American journalist (born 1964)

Deneen Laverne Borelli (born May 28, 1964) is an American conservative author, radio and television personality, and columnist.

== Career ==
Borelli worked at Philip Morris for twenty years. She is the author of Blacklash: How Obama and the Left are Driving Americans to the Government Plantation, a 2012 political book on what she describes as progressivism, crony capitalism, and elitism under the Obama administration.

Borelli was a host on BlazeTV; has spoken at Tea Party rallies; was the Outreach Director for Tea Party group FreedomWorks overseeing its Empower.org outreach program; and a Manager of Media Relations with the Congress of Racial Equality (CORE). Borelli was also a Senior Fellow with Project 21, a network of black conservatives organized by the National Center for Public Policy Research.

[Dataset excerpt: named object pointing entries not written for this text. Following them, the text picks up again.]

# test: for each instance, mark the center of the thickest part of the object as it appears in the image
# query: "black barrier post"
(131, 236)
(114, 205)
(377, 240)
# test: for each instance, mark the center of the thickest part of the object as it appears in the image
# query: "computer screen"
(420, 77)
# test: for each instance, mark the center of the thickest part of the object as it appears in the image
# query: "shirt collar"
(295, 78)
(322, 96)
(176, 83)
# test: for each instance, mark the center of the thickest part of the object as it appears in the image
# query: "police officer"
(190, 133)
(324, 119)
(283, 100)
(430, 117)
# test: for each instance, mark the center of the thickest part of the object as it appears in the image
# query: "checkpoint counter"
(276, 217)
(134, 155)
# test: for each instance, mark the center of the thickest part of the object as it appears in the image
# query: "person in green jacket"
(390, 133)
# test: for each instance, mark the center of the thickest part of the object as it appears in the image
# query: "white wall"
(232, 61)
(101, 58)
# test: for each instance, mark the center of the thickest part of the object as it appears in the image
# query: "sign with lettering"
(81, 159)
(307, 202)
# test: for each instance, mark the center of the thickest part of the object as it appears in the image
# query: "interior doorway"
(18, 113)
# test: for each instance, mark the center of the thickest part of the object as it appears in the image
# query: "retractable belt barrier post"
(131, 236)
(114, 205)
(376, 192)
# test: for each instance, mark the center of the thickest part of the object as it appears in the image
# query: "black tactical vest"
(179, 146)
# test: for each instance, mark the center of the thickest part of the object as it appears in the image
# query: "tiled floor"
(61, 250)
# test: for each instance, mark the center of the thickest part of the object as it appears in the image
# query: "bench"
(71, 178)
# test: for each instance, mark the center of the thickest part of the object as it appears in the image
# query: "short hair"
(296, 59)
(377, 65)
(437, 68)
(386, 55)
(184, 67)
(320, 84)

Borelli is a contributor on Newsmax. She was previously a contributor on Fox News and Fox Business and has appeared on programs such as Hannity, Fox & Friends, Your World with Neil Cavuto, America's Newsroom, Making Money with Charles Payne, Trish Regan Primetime, and Lou Dobbs Tonight.

Borelli is a guest host with SiriusXM Patriot satellite radio and fills in for national broadcast radio shows including The Sean Hannity Show, The David Webb Show, and The Wilkow Majority.

== Personal life ==
She is married to Tom Borelli and is Catholic.